De son côté, le semencier Deleplanque travaille sur le développement de variétés tolérantes aux maladies et aux stress hydriques. Si l’Europe venait à autoriser les nouvelles techniques génomiques (NTG) cela permettrait une sélection variétale beaucoup plus rapide et adaptée aux changements climatiques. « Aujourd’hui, il faut entre 7 et 12 ans pour sélectionner une nouvelle variété. Avec les NGT, on pourra les mettre en marché en 3 à 5 ans », a estimé Maxime Bouton, directeur de l’activité betterave de Deleplanque.

Jérôme Hary, membre du comité de pilotage de l’ITB, a souligné le rôle essentiel de l’institut technique pour accompagner et développer les nouvelles pratiques qui arrivent chez les planteurs de betteraves.

Nécessité d’un soutien politique

Le débat a ensuite abordé des enjeux plus larges. Le secrétaire général de la CGB, Fabien Hamot, a insisté sur la nécessité de maintenir la rentabilité de la betterave face à la concurrence et aux défis environnementaux. Il a plaidé pour un soutien politique fort à la filière et pour des conditions de concurrence équitables.

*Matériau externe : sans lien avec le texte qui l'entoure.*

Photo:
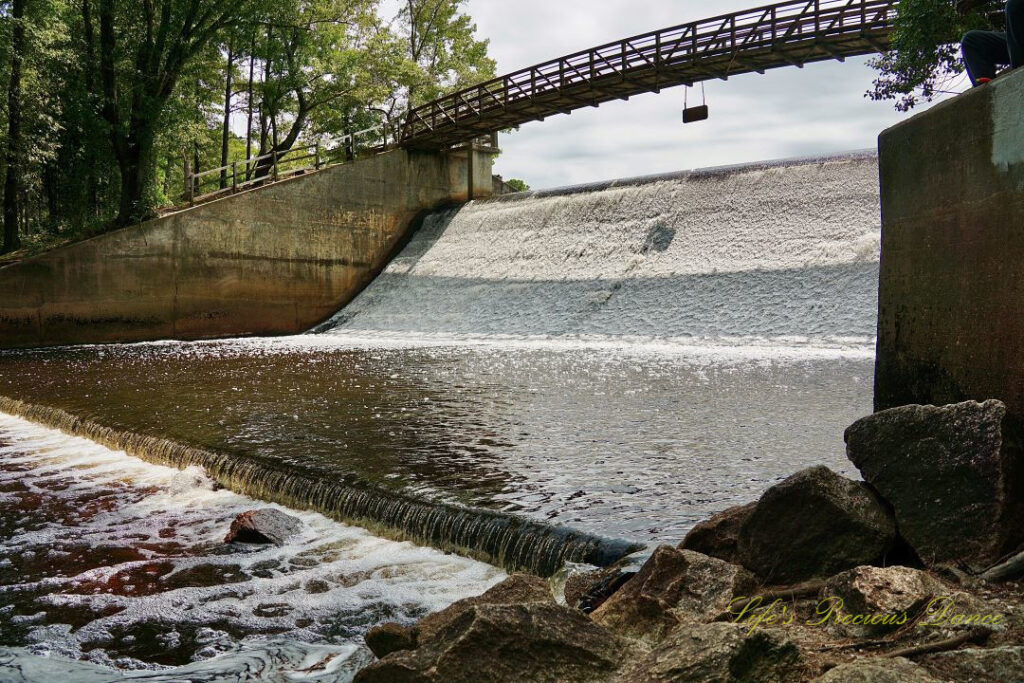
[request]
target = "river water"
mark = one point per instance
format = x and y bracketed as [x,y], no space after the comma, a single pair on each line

L’économiste Philippe Ducroquet, auteur de l’Atlas des politiques agricoles et alimentaires, a apporté un éclairage global. Son analyse de 30 pays sur 5 continents a mis en lumière l’importance des politiques agricoles et des infrastructures dans la lutte contre la sous-nutrition, relativisant le rôle du potentiel agronomique. Il a également souligné la tendance croissante à la mondialisation des échanges agricoles (ceux-ci représentent par exemple 40 % pour le sucre) contrastant avec les discours en vogue sur la souveraineté alimentaire. Il a enfin insisté sur le fait que l’augmentation future de la production alimentaire proviendra principalement de la productivité et non de l’accroissement des surfaces, notamment en Afrique et en Amérique latine.

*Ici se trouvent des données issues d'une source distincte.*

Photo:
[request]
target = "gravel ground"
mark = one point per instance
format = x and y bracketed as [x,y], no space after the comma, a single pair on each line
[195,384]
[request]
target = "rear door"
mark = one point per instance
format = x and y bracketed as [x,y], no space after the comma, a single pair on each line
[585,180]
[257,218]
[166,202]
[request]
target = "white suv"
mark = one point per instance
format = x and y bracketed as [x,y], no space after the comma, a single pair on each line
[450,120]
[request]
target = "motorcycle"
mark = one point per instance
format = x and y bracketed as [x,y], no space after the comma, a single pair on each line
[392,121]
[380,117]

Enfin, Bruno Cardot, le betteravier star de la communication en agriculture sur les réseaux sociaux et les plateaux TV, a lancé un appel aux élèves présents pour qu’ils s’engagent dans la communication autour de leur métier. Utilisant l’humour et la pédagogie, il a démontré le potentiel de ces outils pour lutter contre les idées reçues et valoriser l’agriculture auprès du grand public.

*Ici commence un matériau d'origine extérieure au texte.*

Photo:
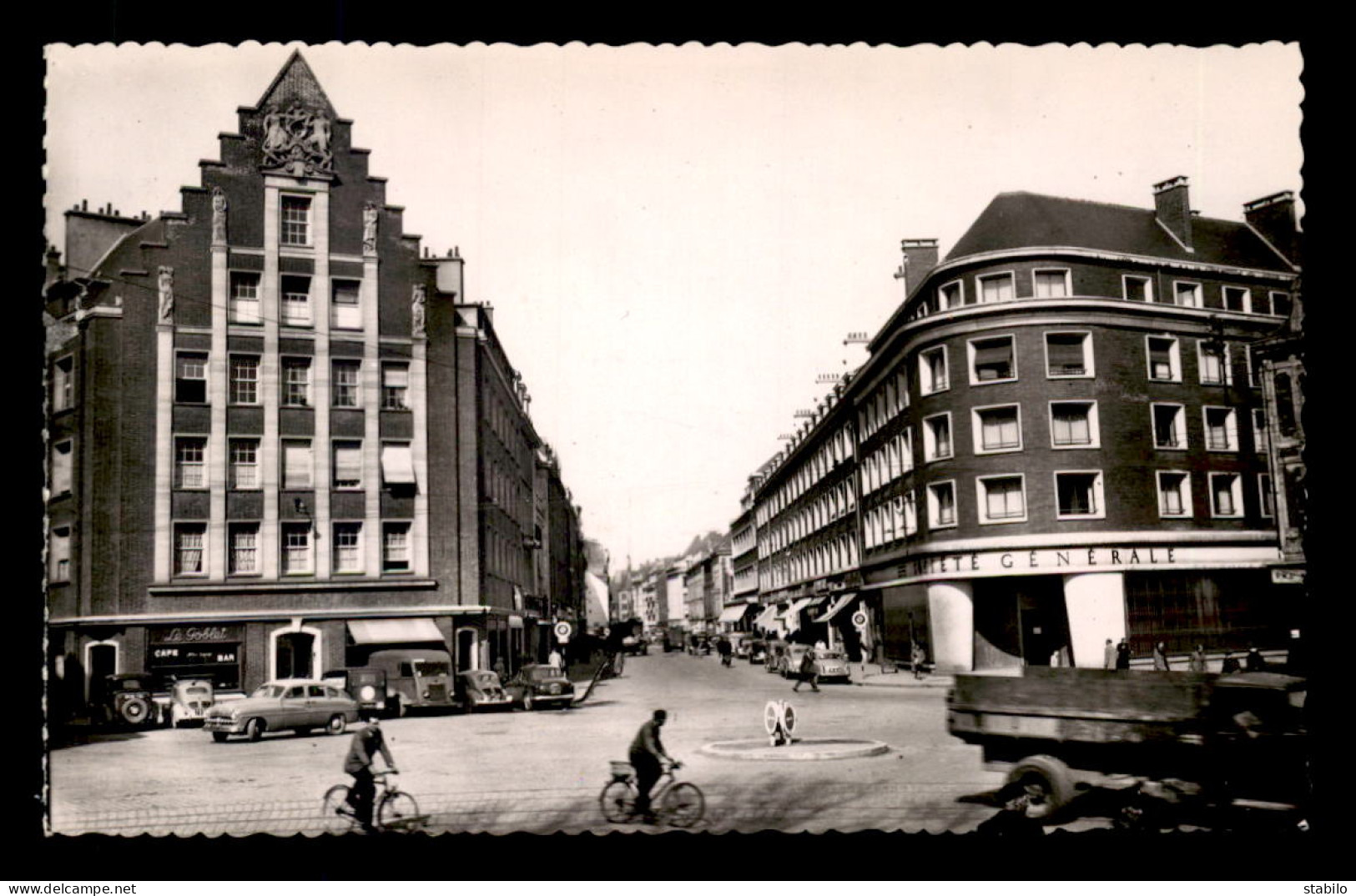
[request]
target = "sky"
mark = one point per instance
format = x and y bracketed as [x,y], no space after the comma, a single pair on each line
[678,239]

Alice Varlet remporte le prix des étudiants

Les Étudiants de BTS spécialité “Agronomie et culture durable“ du lycée d’Arras ont voté pour Alice Varlet. Après avoir repris la ferme familiale dans l’Aisne, Alice Varlet a développé deux nouvelles activités. Des chambres d’hôte et une production de vin sont venues compléter les grandes cultures et l’élevage allaitant. L’exploitation agricole est maintenant bien diversifiée. L’activité de chambre d’hôte prend énormément de temps, mais Alice Varlet a aujourd’hui plein d’anecdotes sur ses rencontres avec une clientèle essentiellement urbaine. Alice Varlet pourra passer de l’autre côté du miroir quelques jours, puisqu’elle a gagné un séjour en Hotel 5 étoiles offert par le semencier Deleplanque.